To do that, the city launched a first-generation homebuyer program in November of 2021, the same time as Edina. (Minnetonka officials began considering a similar program that same month.) Qualified home buyers in St. Louis Park can borrow up to $75,000 for homes whose purchase price can’t exceed $352,000, with five percent of the loan forgiven each year over a 20-year period (if the person moves before the 20 years is up, they have to pay back the remaining balance of the loan).
Edina’s program, meanwhile, is an add-on to an existing city program, Come Home 2 Edina, which offers down payment assistance for qualified households of up to $60,000. If a borrower in that program is also a first-time, first-generation homebuyer, they are eligible for an additional $15,000 loan, which is forgiven after 15 years of ownership.
Though all of the programs are aimed at addressing homeownership disparities, it’s against federal housing law to explicitly create programs for certain races. As a result, eligibility is instead limited to first-generation home buyers — people who do not own a home themselves and whose parents or guardians didn’t own their home.
“If you think of one of the differences between BIPOC households or first-generation households, and a lot of white households, is that white households have generational wealth,” said Stephanie Hawkinson, Edina’s affordable housing development manager. “My grandmother owned a home. She died. The home was sold, there was equity in the home that was inherited. And that helps families, whether it’s educational expenses or the initial down payment on a home to get them launched.
“In the absence of generational wealth, what do you do?” said Hawkinson. “Our program doesn’t really simulate generational wealth, but it helps give that little extra financial boost to help people achieve homeownership.”
One of the aims of the Edina program is to eventually make the city — one of the most affluent in Minnesota — more affordable to the thousands of people who live elsewhere but work in Edina, a group that the city estimated at 40,000 people before the pandemic. (For the time being, however, all the initiatives remain small, pilot programs. St. Louis Park’s program has a budget of $300,000, and Edina’s program has closed on one loan so far, even though there has been a lot of interest, said Hawkinson.)
“We need to give people the option of living closer to their jobs. But a lot of jobs in Edina don’t pay Edina-house wages,” said Hawkinson. “So there’s a practical, economic consideration too, not just because it is the right thing to do — and it is the right thing to do; it should have been done 100 years ago — but it is also an awesome economic thing to do: to maintain your economy and community, to be able to attract workers to your job places.”

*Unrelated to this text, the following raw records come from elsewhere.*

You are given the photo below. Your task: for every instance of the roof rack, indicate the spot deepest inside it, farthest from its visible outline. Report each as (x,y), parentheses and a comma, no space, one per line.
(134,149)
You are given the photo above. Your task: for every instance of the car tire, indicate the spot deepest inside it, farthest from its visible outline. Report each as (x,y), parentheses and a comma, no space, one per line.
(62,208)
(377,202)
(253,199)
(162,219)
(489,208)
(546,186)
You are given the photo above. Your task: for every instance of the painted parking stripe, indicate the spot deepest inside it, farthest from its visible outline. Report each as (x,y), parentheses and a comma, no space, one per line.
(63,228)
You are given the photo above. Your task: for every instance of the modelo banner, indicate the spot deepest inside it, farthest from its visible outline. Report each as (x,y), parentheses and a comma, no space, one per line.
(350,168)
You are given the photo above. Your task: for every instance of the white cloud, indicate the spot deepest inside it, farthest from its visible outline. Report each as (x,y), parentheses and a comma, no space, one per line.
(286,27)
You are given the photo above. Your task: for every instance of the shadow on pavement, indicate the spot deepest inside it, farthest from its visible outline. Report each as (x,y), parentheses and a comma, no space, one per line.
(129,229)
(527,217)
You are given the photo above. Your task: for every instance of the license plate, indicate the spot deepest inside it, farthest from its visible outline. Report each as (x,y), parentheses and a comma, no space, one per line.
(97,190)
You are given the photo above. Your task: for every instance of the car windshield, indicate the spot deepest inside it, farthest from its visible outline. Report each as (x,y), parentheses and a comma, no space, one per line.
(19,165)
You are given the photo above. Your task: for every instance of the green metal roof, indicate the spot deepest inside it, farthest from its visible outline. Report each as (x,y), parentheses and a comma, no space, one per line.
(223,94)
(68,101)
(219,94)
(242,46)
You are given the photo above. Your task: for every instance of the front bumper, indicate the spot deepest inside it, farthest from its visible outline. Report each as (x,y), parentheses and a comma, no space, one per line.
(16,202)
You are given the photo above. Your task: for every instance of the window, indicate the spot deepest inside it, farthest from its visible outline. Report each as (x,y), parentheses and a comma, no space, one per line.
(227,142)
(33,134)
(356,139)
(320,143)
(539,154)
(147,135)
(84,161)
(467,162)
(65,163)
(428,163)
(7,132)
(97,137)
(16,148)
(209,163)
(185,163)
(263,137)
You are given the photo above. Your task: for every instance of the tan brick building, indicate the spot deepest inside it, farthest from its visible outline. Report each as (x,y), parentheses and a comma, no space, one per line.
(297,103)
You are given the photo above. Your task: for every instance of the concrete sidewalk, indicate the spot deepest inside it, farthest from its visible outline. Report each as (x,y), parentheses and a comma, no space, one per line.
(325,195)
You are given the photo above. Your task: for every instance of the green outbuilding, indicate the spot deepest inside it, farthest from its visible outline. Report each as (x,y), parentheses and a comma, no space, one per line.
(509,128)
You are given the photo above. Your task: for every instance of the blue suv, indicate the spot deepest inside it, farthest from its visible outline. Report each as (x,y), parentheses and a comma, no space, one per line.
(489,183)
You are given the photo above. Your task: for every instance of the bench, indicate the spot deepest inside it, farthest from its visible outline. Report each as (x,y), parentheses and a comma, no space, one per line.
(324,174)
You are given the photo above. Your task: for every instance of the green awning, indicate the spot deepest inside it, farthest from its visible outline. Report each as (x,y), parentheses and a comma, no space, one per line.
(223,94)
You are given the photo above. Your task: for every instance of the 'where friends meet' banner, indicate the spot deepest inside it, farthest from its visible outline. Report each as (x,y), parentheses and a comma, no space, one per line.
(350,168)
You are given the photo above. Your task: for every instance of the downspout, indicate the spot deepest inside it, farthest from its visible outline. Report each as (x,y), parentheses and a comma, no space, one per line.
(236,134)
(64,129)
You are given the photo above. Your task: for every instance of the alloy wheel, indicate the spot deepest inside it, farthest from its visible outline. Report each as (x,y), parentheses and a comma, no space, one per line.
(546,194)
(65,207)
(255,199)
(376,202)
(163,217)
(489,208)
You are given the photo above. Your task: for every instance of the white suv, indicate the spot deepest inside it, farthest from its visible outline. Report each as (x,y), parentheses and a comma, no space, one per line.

In St. Louis Park, said Schnitker, the city’s population is already more than 20 percent people of color, and one of the goals of the project was to help many of those people who already live in the city as renters become homeowners.
“Homeownership has always been a way for households to build wealth,” said Schnitker. “Because so many of these households of color have been shut out of homeownership for various reasons, both historical and current, we are really looking at trying to create a program that will build wealth.”

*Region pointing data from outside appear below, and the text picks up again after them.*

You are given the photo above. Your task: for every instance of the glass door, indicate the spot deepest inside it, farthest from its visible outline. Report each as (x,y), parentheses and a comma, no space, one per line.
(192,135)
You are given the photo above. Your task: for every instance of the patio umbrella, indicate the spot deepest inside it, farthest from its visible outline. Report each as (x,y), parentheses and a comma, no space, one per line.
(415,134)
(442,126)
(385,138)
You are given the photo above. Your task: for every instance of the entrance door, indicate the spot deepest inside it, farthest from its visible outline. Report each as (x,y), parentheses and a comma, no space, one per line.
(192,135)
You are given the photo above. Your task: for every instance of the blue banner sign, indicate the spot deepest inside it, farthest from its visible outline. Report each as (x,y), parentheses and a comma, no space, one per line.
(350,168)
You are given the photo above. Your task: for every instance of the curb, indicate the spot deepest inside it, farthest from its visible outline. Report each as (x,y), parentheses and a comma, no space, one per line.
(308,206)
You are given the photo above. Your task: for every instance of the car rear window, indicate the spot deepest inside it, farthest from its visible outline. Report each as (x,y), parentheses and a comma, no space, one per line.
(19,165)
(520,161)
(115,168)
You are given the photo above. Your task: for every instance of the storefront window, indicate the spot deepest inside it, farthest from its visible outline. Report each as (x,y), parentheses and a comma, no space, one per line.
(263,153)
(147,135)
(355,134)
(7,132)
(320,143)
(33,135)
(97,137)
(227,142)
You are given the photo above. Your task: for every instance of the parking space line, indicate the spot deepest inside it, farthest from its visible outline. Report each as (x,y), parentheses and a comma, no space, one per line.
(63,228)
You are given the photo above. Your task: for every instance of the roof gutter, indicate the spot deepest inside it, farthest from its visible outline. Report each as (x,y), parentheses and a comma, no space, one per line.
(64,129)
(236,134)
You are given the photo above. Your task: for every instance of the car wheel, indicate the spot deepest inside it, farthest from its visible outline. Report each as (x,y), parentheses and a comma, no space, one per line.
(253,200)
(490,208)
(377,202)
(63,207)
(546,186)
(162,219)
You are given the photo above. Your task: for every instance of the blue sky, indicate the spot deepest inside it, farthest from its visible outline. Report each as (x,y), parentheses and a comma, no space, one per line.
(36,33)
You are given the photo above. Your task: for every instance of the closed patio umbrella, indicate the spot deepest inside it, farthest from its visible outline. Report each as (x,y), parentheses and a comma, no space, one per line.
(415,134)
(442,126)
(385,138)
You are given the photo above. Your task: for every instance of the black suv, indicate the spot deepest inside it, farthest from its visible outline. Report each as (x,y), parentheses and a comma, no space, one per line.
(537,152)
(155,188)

In designing their programs, both Edina and St. Louis Park took inspiration from Woodbury, which rolled out its first-general homebuyer initiative in late 2020. “The nice thing in the public sector is that there are no trade secrets; we can all learn from one another,” said Karl Batalden, Woodbury’s community development coordinator.
And while all of the programs were undertaken with the idea of making their cities more diverse, they also make them more stable, argues Batalden. “We have a default rate of less than a half of a percent,” he said. “I couldn’t tell you what a private mortgage company’s default rate is, but I’m sure you could do some research and find that it’s more than half a percent.”